280.   Maman guérirait-elle?… Incertitude! Puis, nous gardions, depuis quelques mois, une charmante enfant de deux ans et demi dont la mère était malade; cette petite, combien de temps l’aurions-nous ? nous l’ignorions. Elle était fort gentille, mais il fallait s’occuper d’elle. En un moment, ma mission avait changé du tout au tout. Absorbée que j’étais dans les études, j’étais frappée subitement d’une épreuve, et je devenais maîtresse de maison. Mon abandon à Notre-Seigneur fut total. L’heure était douloureuse. Il est vrai que l’espoir consolant de la guérison de maman s’accroissait de jour en jour avec des progrès heureux et sensibles. J’ai reçu quand même une grande grâce de résignation. La sainte indifférence que Jésus cultivait en moi, Il m’apprit à la pratiquer en cette circonstance pénible. La nature ressentait le poids de la souffrance; la soumission à la conduite divine dominait, et je gardais la paix.

281.   La Providence rendit ma mère à la santé. O mon Dieu, merci ! Aux angoisses succédèrent la joie et les actions de grâces. Qu’ils furent doux les moments où, pour la première fois, après ces émotions, nous étions réunis, tous trois, mes parents et moi, à la table de famille! Le doigt toutpuissant, qui nous avait frappés, guérissait nos blessures avec sa douceur infinie.

282.   Durant l’été, nous remettions à ses parents l’aimable petite fille dont je viens de parler. Les obstacles s’évanouissaient. Je pouvais partir pour New-York.

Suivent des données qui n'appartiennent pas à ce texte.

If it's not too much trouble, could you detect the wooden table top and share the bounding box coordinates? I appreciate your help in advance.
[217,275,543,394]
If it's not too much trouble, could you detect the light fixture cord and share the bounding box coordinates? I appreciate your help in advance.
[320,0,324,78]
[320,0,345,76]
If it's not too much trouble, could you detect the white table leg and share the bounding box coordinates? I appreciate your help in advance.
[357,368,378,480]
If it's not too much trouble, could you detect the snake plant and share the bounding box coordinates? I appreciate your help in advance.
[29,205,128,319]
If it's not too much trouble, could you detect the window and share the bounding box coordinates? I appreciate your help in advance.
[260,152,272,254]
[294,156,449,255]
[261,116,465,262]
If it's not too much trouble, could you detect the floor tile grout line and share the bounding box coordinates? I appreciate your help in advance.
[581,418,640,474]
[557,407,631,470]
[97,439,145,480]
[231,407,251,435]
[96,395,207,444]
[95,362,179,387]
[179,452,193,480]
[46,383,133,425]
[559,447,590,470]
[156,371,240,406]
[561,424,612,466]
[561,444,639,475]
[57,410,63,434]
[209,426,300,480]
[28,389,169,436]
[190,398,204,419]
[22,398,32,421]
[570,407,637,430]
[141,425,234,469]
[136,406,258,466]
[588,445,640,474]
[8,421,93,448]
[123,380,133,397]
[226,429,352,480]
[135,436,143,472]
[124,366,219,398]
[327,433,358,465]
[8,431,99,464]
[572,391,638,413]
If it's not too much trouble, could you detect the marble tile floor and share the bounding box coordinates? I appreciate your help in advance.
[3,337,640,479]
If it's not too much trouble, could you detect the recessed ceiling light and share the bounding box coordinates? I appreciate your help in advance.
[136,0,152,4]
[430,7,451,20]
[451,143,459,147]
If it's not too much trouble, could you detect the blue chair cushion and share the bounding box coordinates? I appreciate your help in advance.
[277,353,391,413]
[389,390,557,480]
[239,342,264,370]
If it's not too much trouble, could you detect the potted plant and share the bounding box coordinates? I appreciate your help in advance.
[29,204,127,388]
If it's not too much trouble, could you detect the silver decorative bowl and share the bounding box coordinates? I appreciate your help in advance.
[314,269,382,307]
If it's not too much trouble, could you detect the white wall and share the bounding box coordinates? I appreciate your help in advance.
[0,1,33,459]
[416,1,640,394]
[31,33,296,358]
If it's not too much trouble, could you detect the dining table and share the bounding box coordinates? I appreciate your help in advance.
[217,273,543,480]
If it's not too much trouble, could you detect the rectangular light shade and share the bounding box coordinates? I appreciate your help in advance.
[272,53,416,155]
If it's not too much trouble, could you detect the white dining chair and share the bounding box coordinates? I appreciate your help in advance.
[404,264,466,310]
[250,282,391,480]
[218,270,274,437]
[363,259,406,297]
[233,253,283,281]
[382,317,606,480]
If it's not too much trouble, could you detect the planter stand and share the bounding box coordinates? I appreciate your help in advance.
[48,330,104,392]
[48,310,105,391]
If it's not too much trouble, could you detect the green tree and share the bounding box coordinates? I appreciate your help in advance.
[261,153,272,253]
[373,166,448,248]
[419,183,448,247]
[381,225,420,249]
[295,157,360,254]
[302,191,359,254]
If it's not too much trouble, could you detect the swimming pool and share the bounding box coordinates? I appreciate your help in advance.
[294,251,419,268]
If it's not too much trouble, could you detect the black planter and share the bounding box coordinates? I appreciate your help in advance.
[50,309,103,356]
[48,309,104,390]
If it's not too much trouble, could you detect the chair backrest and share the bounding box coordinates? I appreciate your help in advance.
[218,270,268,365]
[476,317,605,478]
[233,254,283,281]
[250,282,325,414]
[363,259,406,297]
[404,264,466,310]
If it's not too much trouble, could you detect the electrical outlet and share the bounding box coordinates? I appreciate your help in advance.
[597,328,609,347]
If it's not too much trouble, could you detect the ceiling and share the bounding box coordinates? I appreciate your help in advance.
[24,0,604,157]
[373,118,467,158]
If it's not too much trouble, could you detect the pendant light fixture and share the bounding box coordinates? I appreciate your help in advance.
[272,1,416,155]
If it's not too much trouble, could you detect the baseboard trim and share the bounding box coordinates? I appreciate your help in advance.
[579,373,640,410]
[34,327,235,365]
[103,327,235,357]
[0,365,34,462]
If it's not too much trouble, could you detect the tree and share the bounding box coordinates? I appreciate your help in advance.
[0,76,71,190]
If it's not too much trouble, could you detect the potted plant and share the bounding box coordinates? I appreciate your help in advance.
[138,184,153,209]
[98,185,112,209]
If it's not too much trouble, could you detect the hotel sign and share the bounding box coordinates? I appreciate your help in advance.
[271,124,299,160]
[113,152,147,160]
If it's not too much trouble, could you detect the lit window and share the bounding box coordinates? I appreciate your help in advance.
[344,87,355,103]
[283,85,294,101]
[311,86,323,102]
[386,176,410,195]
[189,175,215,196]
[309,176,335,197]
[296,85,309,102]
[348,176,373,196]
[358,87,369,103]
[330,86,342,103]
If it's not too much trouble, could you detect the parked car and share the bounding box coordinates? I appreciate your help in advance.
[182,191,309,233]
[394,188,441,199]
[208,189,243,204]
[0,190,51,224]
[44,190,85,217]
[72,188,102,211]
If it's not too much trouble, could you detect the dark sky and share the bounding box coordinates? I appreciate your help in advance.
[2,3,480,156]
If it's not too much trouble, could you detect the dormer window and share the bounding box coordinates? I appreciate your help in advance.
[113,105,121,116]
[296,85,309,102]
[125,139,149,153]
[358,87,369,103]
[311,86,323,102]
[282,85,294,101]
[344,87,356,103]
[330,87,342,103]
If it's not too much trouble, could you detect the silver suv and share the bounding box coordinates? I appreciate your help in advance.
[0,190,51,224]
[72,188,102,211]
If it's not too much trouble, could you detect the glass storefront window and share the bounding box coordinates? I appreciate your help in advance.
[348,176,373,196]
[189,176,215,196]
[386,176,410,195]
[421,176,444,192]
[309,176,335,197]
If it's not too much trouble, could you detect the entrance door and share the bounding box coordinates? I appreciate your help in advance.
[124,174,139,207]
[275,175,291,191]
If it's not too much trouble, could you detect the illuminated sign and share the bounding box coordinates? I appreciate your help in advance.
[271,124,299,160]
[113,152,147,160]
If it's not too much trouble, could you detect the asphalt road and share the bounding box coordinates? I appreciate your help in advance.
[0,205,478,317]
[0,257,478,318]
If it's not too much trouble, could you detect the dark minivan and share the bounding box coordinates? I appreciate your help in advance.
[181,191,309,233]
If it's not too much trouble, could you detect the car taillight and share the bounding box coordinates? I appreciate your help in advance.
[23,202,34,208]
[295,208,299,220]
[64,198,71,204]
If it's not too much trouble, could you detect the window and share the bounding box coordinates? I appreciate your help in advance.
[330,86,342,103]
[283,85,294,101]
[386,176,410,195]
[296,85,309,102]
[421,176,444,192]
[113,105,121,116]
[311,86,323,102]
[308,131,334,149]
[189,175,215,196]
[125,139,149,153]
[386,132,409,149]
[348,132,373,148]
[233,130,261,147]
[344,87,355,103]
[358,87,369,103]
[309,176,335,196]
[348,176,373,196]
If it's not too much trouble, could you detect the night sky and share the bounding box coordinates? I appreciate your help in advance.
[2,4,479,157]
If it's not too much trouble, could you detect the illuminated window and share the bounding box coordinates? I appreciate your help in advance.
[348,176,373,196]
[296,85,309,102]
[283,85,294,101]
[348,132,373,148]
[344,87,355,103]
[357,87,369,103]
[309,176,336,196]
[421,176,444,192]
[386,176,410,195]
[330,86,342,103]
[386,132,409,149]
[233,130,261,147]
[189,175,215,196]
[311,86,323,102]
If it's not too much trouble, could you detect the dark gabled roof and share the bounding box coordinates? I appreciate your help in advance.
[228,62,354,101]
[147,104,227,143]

283.   Lorsqu’il s’agissait d’événements sortant quelque peu de la vie ordinaire et commune, comme ici, de mes études à l’étranger, mes parents ont toujours été d’une discrétion prudente. Je recevais d’eux des exemples admirables. Aussi longtemps que possible, au dehors, ils enveloppaient de silence les projets dont certaines gens, parfois, tirent une vanité irréfléchie. Je suis donc confuse de n’avoir pas été meilleure dans les conditions exceptionnelles et si favorables où le ciel a voulu que je grandisse! Pourtant, mes désirs et mes pensées s’élevaient vers Dieu seul. Mes actions demeuraient criblées d’imperfections pour me convaincre de l’unique vérité: le bien en moi était le travail de Jésus, le parfait Ouvrier, et les lacunes sans nombre étaient le pauvre résultat de ma faiblesse.